Jutro o godzinie 12:30 Inter zmierzy się w wyjazdowym starciu z Atalantą Bergamo. Będzie to ostatnie ligowe spotkanie przed zbliżającym się Mundialem w Katarze. Oto co przed meczem z Atalantą mówił na konferencji prasowej trener Interu, Simone Inzaghi:
Pierwsza część sezonu zakończy się bezpośrednim starciem na historycznie trudnym boisku z drużyną Atalanty, która stylem gry przypomina Inter: co może zrobić różnicę?
- Wiemy, że to będzie wymagający mecz. Uważam, że motywacja obu drużyn zrobi różnicę. Zarówno my, jak i Atalanta mieliśmy trzy dni, aby jak najlepiej przygotować się do tego meczu.
Nie wygrałeś jeszcze bezpośredniego meczu z rywalem z topu. Z czego to wynika?
- Czegoś ewidentnie brakowało w lidze: najwyraźniej musimy więcej pracować nad szczegółami. W Lidze Mistrzów udało nam się ograniczyć ten problem w ważnych meczach, na przykład z Barceloną. W lidze jeszcze nie odnieśliśmy sukcesu: miejmy nadzieję, że jutro będzie ten pierwszy raz.
Czy są jakieś rozwiązania, o których myślałeś, aby móc lepiej radzić sobie z bezpośrednimi rywalami i meczami wyjazdowymi? Czy myślisz o bardziej zdecydowanej postawie?
- Drużyna wychodzi na boisko, aby wygrać każdy mecz: po Juventusie mieliśmy dwa dni analiz, potem był doskonały mecz z Bolonią, ale nie wolno nam oglądać się za siebie. Myślimy o jutrze i Atalancie: to będzie bardzo trudne wyzwanie, ponieważ wiemy, że Bergamo to bardzo trudna przeprawa.
Czy Atalanta będzie agresywna z powodu dwóch ostatnich porażek? Myślisz, że to kolejne ryzyko związane z niedzielnym meczem?
- Oczywiście, że tak, ale niezależnie od wyników, Atalanta jest zawsze bardzo dobrze zorganizowaną drużyną, z jasnymi zasadami gry. Spotkamy przeciwnika z wielką determinacją, więc będziemy musieli dać z siebie wszystko.
Z pewnością szkoda, że Lukaku jest kontuzjowany i można się zastanawiać, gdzie byłby teraz Inter, gdyby był do dyspozycji przez cały czas. Poza tym, czy jest coś, co zespół lub ty sam mógłbyś zrobić, aby poprawić sytuację?

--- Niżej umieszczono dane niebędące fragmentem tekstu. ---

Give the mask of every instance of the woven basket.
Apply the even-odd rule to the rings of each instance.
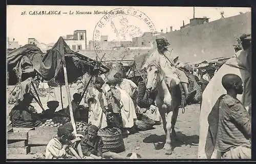
[[[137,128],[141,130],[147,130],[151,129],[154,125],[154,124],[139,120],[137,120],[135,124]]]
[[[139,93],[138,93],[139,94]],[[139,97],[139,96],[138,96]],[[141,108],[148,108],[151,104],[148,101],[148,94],[147,92],[145,92],[143,98],[139,99],[139,97],[137,98],[136,102],[138,106]]]
[[[118,153],[125,150],[124,144],[121,130],[116,128],[114,128],[118,130],[118,134],[101,129],[98,132],[98,135],[102,139],[103,149],[106,149],[109,151]]]
[[[145,115],[142,115],[142,116],[141,116],[141,121],[152,125],[154,125],[156,123],[154,121],[152,120],[148,117],[146,116]]]
[[[140,107],[145,107],[148,104],[147,95],[146,94],[146,82],[139,82],[138,86],[137,102]]]

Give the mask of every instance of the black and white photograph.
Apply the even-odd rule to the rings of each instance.
[[[6,12],[7,159],[252,158],[250,8]]]

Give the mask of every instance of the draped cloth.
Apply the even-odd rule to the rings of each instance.
[[[99,92],[94,87],[91,87],[88,90],[89,92],[86,96],[86,101],[88,101],[89,98],[92,95],[95,95],[95,101],[92,101],[89,109],[90,111],[89,123],[97,126],[100,129],[104,128],[108,126],[106,115],[103,112],[102,110],[108,105],[105,95]]]
[[[123,106],[121,108],[121,116],[123,122],[123,128],[131,128],[134,125],[134,122],[137,120],[135,113],[135,107],[132,98],[124,90],[119,88],[121,93],[121,102]]]
[[[208,123],[207,118],[212,107],[219,97],[226,94],[226,91],[222,86],[222,77],[227,73],[232,73],[239,75],[242,80],[244,92],[242,95],[238,95],[237,98],[243,103],[249,113],[251,107],[251,49],[246,50],[241,50],[238,52],[237,57],[228,60],[220,68],[216,74],[205,88],[203,93],[200,116],[199,118],[199,145],[198,146],[198,158],[206,159],[205,151]],[[216,149],[211,158],[220,158]]]
[[[120,91],[121,95],[121,105],[123,106],[121,108],[121,116],[123,122],[123,128],[131,128],[134,125],[134,122],[137,120],[135,107],[132,98],[125,90],[121,89],[118,85],[116,88]],[[109,86],[105,88],[106,90],[109,90]]]

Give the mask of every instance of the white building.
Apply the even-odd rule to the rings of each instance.
[[[18,42],[15,41],[14,40],[15,39],[13,38],[12,41],[10,41],[9,37],[7,37],[7,41],[6,42],[7,49],[16,49],[20,47],[18,44]]]
[[[76,30],[73,35],[67,35],[63,39],[73,50],[87,49],[86,30]]]

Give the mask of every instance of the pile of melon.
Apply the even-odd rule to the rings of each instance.
[[[85,132],[89,127],[88,123],[84,121],[77,121],[76,122],[76,128],[77,131]]]
[[[61,123],[54,122],[52,119],[48,119],[45,123],[41,124],[40,127],[59,127],[63,125]]]

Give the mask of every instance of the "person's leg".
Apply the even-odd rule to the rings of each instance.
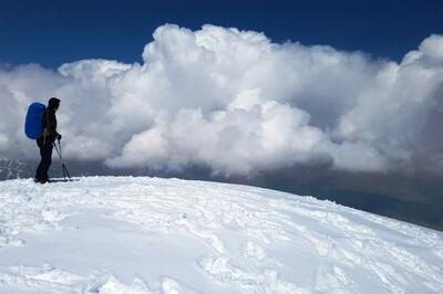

- W lidze wszystkie drużyny są mniej więcej w tym samym miejscu w tabeli, z wyjątkiem Napoli, które robi coś niezwykłego. Każdy popełnił błędy, w tym my: straciliśmy punkty w bezpośrednich meczach i jest to aspekt, który staramy się poprawić.
Trzech z czterech napastników Interu będzie na Mundialu: Lukaku został powołany, pomimo kontuzji.
- Przede wszystkim cieszę się, że trzech z czterech napastników jedzie na Mundial. Wszyscy są bardzo pewni siebie: Romelu bardzo chciał wrócić z nami na te kilka ostatnich meczów, udało mu się rozegrać jednak tylko parę minut. Teraz stopniowo dochodzi do siebie: życzę mu i wszystkim innym powołanym zawodnikom do zagrania wspaniałego turnieju. Liczę na to, że wrócą do nas w jak najlepszej dyspozycji.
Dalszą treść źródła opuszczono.